Add `tensor_split` function, based on `numpy.array_split` #45168

kurtamohler · 2020-09-22T21:56:59Z

Fixes #9382

kurtamohler · 2020-09-22T23:22:18Z

There are at least two questions that need to be dealt with before we can merge this PR:

Is torch.tensor_split an acceptable name, or is there a better name? Note Richard's points here: tensor.chunk returns wrong number of chunks #9382 (comment)
Should we add a deprecation warning to torch.chunk, since this new function is meant to be an improvement upon its behavior? Or would there be any merit to keeping both functions?

dr-ci · 2020-09-23T01:13:06Z

💊 CI failures summary and remediations

As of commit 7cea15f (more details on the Dr. CI page):

Commit 7cea15f was recently pushed. Waiting for builds...

This comment was automatically generated by Dr. CI (expand for details).
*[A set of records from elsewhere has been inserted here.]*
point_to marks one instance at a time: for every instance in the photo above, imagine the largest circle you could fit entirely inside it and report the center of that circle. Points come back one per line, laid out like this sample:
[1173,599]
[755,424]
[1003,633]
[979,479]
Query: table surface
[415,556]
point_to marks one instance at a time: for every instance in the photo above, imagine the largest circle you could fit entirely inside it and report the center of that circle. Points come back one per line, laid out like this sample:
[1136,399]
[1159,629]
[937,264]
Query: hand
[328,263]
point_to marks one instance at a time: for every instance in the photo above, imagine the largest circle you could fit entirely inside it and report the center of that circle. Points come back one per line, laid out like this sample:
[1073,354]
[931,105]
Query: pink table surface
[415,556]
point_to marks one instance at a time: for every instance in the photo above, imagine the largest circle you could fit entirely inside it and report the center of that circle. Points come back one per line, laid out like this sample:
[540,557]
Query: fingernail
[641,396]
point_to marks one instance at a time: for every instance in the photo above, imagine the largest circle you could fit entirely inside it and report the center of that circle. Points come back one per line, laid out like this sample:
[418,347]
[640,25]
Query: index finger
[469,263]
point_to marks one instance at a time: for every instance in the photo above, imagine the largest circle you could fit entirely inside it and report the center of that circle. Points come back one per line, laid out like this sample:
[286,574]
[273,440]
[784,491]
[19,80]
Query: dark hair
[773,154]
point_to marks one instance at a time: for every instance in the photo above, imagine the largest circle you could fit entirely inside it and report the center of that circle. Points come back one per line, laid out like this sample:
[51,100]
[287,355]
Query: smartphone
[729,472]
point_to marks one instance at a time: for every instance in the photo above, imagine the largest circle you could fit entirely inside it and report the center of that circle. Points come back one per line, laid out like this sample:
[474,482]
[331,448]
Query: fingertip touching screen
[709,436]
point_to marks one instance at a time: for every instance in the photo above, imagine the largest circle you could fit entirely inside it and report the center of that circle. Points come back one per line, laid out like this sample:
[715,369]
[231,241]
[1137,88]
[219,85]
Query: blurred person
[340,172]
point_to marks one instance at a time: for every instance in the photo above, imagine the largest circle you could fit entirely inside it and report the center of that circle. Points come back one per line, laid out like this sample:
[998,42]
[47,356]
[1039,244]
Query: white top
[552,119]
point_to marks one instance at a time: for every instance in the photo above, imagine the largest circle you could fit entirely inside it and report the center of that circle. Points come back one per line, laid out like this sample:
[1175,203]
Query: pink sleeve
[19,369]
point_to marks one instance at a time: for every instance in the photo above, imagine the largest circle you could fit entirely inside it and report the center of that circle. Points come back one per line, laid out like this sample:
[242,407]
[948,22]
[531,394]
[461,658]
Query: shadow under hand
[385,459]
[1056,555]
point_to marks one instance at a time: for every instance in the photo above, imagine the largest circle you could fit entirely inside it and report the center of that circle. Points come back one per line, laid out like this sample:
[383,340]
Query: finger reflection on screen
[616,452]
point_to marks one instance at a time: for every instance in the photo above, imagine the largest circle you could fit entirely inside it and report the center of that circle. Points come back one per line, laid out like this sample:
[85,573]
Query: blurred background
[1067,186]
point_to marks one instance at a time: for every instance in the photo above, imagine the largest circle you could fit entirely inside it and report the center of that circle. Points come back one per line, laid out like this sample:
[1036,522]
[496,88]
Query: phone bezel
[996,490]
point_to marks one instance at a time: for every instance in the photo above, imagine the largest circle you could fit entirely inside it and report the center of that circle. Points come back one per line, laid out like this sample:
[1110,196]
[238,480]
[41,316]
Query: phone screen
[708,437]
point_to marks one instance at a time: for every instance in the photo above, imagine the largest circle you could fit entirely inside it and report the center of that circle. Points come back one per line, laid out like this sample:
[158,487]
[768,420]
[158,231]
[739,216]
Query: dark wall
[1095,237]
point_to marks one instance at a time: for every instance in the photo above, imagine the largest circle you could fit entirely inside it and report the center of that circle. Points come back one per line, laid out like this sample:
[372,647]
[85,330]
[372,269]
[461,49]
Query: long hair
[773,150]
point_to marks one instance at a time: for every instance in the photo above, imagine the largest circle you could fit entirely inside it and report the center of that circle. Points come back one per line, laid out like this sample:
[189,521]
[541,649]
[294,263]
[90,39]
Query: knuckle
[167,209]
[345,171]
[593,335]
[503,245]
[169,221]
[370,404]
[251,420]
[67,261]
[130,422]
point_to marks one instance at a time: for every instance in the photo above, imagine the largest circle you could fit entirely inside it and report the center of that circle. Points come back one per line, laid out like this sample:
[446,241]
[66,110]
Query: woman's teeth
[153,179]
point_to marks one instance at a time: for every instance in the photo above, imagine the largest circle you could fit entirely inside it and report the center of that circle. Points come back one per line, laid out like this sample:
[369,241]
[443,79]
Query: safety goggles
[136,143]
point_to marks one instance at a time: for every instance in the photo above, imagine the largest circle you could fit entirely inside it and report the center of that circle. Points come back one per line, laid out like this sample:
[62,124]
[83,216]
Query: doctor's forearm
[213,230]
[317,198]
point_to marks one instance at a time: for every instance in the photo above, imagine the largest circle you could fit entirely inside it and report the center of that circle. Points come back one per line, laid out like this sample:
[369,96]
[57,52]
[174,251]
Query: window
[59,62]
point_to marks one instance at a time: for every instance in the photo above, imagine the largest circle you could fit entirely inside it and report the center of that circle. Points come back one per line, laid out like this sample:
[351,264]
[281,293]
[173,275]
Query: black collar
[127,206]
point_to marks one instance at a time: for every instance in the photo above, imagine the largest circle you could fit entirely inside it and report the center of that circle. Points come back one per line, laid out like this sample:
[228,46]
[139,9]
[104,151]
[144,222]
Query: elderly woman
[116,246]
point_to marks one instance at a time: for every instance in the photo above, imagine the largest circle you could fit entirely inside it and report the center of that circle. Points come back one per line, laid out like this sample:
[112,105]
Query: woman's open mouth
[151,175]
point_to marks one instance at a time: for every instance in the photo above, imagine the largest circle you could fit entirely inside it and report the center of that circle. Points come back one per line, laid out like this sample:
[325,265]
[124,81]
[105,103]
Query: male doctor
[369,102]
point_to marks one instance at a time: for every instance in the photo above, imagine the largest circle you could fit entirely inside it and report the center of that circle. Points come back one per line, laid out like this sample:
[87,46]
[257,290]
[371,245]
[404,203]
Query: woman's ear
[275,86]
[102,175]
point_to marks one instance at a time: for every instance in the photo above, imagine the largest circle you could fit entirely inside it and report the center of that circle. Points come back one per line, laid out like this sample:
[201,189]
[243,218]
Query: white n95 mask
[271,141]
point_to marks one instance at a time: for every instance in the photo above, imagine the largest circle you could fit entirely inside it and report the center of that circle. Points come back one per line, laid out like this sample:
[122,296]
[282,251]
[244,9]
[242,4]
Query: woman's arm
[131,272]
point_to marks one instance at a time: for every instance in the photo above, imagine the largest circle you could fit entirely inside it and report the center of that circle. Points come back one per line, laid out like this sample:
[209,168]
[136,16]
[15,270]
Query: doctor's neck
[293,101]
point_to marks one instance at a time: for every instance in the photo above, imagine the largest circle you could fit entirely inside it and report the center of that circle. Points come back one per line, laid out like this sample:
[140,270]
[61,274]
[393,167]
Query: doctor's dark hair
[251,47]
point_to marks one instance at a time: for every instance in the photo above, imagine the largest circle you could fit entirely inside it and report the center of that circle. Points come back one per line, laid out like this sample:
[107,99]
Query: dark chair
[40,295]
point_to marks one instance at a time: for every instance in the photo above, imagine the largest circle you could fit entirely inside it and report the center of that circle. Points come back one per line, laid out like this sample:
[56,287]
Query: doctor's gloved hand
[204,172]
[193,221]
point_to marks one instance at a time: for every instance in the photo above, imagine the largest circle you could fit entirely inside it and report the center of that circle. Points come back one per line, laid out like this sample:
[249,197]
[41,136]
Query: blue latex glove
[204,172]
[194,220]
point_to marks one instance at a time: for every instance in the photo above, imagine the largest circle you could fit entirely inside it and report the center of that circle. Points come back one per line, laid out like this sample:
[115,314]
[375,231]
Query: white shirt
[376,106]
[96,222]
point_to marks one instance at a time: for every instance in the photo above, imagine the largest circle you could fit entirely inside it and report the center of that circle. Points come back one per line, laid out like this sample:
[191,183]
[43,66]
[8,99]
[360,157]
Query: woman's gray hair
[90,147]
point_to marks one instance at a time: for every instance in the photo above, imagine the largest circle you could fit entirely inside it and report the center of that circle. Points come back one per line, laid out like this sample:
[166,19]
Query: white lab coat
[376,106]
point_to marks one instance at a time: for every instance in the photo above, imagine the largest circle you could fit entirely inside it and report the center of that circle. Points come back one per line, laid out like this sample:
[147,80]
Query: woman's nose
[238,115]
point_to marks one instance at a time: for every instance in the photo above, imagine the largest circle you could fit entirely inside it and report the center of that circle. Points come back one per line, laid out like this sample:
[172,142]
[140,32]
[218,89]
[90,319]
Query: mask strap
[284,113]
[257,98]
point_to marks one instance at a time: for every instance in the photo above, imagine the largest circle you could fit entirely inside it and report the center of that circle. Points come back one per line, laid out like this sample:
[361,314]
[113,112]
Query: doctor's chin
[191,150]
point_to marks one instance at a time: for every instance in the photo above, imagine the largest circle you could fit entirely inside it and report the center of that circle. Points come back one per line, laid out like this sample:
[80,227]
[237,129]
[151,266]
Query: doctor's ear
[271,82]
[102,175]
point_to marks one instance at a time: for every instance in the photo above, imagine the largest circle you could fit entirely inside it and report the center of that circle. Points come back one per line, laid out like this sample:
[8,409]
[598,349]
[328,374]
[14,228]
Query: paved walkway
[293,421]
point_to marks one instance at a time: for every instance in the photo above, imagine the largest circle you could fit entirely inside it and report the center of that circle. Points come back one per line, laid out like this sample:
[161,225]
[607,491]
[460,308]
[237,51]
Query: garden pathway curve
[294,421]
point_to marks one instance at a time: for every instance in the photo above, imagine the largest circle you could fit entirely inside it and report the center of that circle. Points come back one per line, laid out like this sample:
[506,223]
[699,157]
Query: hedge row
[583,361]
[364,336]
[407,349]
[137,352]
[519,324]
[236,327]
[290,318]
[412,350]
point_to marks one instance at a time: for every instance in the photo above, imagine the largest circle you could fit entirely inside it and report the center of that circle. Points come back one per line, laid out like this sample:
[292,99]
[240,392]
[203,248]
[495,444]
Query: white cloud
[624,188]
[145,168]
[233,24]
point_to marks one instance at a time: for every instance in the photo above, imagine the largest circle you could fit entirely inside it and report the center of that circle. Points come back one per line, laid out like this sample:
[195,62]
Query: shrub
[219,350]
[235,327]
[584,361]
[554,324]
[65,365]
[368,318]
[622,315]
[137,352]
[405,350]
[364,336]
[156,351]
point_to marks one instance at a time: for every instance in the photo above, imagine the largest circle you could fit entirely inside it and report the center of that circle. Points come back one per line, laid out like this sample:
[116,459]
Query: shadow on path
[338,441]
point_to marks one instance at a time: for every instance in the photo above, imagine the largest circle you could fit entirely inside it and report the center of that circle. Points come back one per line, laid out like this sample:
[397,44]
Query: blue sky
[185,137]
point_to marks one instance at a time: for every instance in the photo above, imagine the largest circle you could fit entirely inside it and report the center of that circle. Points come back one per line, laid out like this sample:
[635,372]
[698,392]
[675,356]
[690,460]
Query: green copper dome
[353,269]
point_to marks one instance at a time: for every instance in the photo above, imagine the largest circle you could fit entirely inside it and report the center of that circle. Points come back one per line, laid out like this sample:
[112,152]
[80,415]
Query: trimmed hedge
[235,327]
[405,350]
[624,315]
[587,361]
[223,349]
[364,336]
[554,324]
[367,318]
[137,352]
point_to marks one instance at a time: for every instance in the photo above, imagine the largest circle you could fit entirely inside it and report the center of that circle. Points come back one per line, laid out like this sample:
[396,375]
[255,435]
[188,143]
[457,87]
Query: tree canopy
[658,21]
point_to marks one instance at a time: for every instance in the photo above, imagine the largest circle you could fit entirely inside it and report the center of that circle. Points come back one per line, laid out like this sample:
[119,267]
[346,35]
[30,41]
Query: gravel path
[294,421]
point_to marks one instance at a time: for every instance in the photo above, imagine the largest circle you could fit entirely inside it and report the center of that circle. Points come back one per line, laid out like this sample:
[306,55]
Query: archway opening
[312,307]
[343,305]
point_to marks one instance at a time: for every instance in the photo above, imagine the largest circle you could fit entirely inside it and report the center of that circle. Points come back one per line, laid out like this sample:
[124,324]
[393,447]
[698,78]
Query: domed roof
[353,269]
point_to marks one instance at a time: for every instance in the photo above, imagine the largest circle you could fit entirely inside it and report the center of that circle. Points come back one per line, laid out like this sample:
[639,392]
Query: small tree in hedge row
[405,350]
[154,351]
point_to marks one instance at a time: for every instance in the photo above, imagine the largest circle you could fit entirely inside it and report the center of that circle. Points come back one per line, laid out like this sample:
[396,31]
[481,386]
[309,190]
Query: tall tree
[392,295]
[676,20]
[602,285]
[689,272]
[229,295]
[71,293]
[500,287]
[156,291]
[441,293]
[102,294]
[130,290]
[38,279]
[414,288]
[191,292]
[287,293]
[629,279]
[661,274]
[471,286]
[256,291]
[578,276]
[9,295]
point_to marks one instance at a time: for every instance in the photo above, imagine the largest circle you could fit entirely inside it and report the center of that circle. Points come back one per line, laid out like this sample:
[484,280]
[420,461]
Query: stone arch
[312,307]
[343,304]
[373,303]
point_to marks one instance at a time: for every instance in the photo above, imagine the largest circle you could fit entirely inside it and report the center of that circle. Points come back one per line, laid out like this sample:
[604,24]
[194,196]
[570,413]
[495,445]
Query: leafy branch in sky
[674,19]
Follow this link to opt-out of these comments for your Pull Requests.

Please report bugs/suggestions on the GitHub issue tracker or post in the (internal) Dr. CI Users group.

See how this bot performed.

This comment has been revised 51 times.

mruberry · 2020-09-24T07:22:41Z

There are at least two questions that need to be dealt with before we can merge this PR:

Is torch.tensor_split an acceptable name, or is there a better name? Note Richard's points here: #9382 (comment)

Should we add a deprecation warning to torch.chunk, since this new function is meant to be an improvement upon its behavior? Or would there be any merit to keeping both functions?

Good questions.

torch.tensor_split seems like the appropriate name to me (and we can alias torch.array_split to it in the future).

Let's not add the deprecation in this PR, but I agree we should consider it (for 1.8).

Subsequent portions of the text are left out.